In the case of Google, they probably used TPU chips that you can't get direct 'bare metal' access to anyway, so none of that code would have helped.

The actual optimizer used and parameters (like the learning rate schedule) is normally published in the research paper.

amj2 · on Feb 15, 2023

You should pencil out on a napkin just how long "more time" is. Here, i'll get you started:

1600 inferences per move * 1ms per inference * 250 moves/game * 30M games played = 12B seconds. 140k days; muzero with gumbel brought down the 1600 to ~40, but either way, you need some more scale.

It turns out a lot of the difficulties, judgment calls, and implementation details involve data pipelining. Some of those choices affect the final skill ceiling you reach. Which ones? How much? Are they path dependent? Well, you'll need to run it more than once...

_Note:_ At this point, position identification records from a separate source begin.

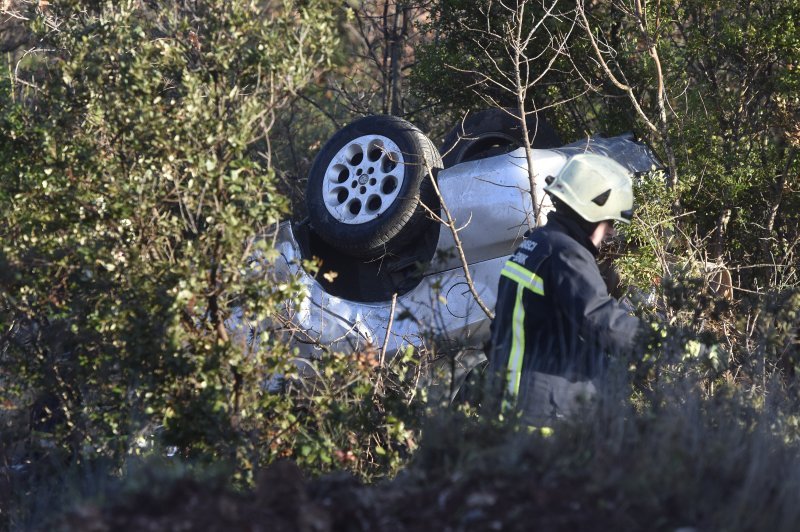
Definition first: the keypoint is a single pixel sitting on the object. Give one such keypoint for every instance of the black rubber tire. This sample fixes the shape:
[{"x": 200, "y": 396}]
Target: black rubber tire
[
  {"x": 405, "y": 218},
  {"x": 492, "y": 132}
]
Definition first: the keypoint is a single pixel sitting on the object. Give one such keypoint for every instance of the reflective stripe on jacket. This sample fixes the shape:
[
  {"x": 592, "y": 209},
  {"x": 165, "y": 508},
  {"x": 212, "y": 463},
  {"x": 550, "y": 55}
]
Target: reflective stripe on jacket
[{"x": 553, "y": 313}]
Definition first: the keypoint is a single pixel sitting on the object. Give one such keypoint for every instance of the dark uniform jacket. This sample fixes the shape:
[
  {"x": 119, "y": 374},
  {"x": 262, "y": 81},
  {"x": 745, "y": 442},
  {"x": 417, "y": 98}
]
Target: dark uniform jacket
[{"x": 553, "y": 313}]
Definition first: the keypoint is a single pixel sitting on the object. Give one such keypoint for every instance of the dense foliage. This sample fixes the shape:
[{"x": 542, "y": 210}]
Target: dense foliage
[{"x": 147, "y": 149}]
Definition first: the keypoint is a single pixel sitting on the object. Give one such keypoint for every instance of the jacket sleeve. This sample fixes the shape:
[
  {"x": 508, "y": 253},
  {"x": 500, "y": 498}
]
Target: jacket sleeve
[{"x": 583, "y": 297}]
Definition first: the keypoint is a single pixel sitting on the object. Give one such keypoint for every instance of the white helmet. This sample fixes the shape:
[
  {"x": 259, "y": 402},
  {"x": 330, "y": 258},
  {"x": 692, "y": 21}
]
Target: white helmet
[{"x": 594, "y": 186}]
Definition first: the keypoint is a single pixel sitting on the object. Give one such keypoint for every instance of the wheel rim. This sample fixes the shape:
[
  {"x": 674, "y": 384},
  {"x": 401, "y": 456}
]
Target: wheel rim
[{"x": 363, "y": 179}]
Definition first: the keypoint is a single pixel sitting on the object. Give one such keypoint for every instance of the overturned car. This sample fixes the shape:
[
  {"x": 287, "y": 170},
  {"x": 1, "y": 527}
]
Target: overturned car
[{"x": 391, "y": 274}]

ta_tunestub · on Feb 15, 2023

Yep, there are many reimplementations. Here is a reimplementation that swaps out a neural net with a GBDT to address compute costs:

https://github.com/cgreer/alpha-zero-boosted

woah · on Feb 15, 2023

How does the performance of this version compare?

cgreerrun · on Feb 15, 2023

Depends on game/environment and—since it's using a GBDT and not a NN—how good you are at feature extraction/selection for your problem.

High level, I'd say it's a good way to test a new environment w/out spending time/effort on GPUs until you understand the problem well, and then you can switch to the time/money costly GPU world.

ArtWomb · on Feb 15, 2023

Imagine its perfect for Computer Backgammon, but overfits higher dimensional spaces ;)

mensetmanusman · on Feb 15, 2023

If only there existed a distributed way to incentivize calculation of AI weightings while also providing a currency to encourage scale…

lern_too_spel · on Feb 15, 2023

As many people have pointed out before, the distributed currency part adds energy waste. BOINC accomplishes the same without the waste.

mensetmanusman · on Feb 15, 2023

Of course there will be trade-offs of inefficiency, that is always the case with distribution.

Is it valuable to have open source AI systems is the countering question to that…

lern_too_spel · on Feb 15, 2023

The point is you can develop open source AI cheaper without blockchain.

eternalban · on Feb 15, 2023

not an entirely bad idea.

ArtWomb · on Feb 15, 2023

Models can be massive, but also totally doable. Just to put things in perspective: ProcMaze solving using DeepMind MCTX converges <1M steps. Whereas a physically based agent such as HalfCheetah may require >100M steps to learn to run. Q-learning Pac-Man on snapdragon chromeos is ~1hr for 1000 epochs ;)